The CDC issued guidelines for a return and is expected to release more soon.
President Trump said Wednesday those guidelines are “impractical” and “expensive”, and wants students to learn in-person. He also threatened to withhold federal funding from districts that stay online-only.
One local parent’s three teenagers miss school, but she said she’ll opt to keep them at home.
“I have a weakened immune system, my parents are elderly, so we feel like it would be a risk for them to go back to school,” said Connie Gashler.
Gashler said young kids can’t be expected to use social distancing all the time.
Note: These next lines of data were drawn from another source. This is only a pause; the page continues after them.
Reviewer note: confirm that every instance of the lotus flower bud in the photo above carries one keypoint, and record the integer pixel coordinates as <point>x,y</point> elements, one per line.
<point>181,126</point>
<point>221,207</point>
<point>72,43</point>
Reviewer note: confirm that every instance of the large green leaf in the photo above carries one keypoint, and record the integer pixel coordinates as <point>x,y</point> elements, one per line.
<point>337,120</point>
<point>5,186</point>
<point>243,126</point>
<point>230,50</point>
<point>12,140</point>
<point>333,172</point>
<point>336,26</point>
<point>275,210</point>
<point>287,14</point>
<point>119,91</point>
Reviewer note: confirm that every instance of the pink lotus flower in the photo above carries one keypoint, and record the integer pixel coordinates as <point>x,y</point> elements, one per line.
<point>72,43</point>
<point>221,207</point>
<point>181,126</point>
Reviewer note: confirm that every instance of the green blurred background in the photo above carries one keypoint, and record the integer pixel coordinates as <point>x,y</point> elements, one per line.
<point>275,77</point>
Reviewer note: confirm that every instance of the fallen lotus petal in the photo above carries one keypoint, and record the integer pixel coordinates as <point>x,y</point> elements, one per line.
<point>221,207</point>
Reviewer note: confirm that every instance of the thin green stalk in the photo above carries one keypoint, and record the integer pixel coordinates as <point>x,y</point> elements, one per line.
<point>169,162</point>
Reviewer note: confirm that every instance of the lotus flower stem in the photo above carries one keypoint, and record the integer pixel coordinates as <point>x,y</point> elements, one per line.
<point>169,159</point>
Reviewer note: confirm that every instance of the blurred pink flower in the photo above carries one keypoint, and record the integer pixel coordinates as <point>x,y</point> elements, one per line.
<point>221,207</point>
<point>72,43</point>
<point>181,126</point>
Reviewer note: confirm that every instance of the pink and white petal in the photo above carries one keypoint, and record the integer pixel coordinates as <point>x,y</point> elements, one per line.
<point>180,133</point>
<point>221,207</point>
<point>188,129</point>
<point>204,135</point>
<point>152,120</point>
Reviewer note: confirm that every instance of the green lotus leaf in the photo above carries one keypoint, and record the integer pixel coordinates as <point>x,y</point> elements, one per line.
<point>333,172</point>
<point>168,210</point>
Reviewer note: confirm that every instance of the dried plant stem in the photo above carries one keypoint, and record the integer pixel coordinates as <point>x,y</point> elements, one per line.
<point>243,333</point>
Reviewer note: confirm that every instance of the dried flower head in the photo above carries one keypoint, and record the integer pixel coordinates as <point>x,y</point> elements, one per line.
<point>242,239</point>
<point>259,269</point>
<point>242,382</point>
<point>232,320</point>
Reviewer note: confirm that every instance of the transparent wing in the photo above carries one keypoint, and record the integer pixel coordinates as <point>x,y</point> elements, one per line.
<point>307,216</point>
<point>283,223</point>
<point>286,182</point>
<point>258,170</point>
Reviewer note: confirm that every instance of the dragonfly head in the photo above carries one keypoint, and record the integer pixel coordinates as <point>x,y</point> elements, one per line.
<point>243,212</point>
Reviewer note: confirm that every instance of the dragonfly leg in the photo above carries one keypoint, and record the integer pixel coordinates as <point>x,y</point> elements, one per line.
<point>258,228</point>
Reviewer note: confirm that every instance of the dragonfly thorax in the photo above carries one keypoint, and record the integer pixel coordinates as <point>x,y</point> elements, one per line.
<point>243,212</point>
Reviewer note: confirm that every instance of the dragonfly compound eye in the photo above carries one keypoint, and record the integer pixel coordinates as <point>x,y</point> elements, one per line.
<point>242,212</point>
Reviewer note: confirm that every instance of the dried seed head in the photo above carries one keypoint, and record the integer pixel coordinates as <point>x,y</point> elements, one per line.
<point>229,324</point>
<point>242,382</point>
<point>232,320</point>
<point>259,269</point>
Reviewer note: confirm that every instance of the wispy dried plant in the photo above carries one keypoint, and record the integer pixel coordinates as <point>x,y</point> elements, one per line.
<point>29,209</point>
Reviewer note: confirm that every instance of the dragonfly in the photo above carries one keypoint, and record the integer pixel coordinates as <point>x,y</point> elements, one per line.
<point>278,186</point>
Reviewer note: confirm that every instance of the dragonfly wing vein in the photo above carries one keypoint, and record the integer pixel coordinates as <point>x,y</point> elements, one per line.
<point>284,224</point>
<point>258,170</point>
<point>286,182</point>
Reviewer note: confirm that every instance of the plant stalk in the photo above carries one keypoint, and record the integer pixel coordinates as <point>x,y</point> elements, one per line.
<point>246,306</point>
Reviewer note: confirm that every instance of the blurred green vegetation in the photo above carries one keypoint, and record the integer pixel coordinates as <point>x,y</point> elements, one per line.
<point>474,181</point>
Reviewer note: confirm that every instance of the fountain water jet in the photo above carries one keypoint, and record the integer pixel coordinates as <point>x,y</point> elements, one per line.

“If this is happening regularly in a school setting in close quarters, teachers aren’t going to be able to regulate that, and they can’t be expected to,” she said.
Another parent is torn on the decision, and sees how one of her sons would benefit from returning.
“I think they need to be back in school, but it’s concerning for kids who have underlying health conditions,” said Rio Rancho parent Jennifer Wells.
Wells said it should matter that lots of kids are unhappy not being in school.
“These kids are suffering. Their mental stability is just not good right now,” she said. “They miss their friends. They miss the social activities.”
Many school districts haven’t decided or haven’t released their fall plan yet including APS, Rio Rancho, Santa Fe, Los Lunas and others. Those districts have until Wednesday to submit their plans to the state.
KOB 4 reached out to APS to learn more about their plans, but a spokesperson said the district will not announce anything before next Wednesday.
APS has been considering online-only and hybrid models. They will also be expanding its eCADEMY to all students K-12 for parents who feel uncomfortable sending their child in-person.
In Santa Fe, teachers got 500 signatures on an online petition that asks questions about reopening.
District leaders should decide the in-person questions early next week. Because so many parents may keep their kids home, Santa Fe may allow the rest of the students—or all students in certain grades—to come to school every day.
“If that’s what families want and I have the staff to be able to provide it, then we will do it,” said Dr. Veronica Garcia, superintendent of SFPS.
The school districts are also waiting to hear from the state public education department and the governor, who may make new recommendations soon.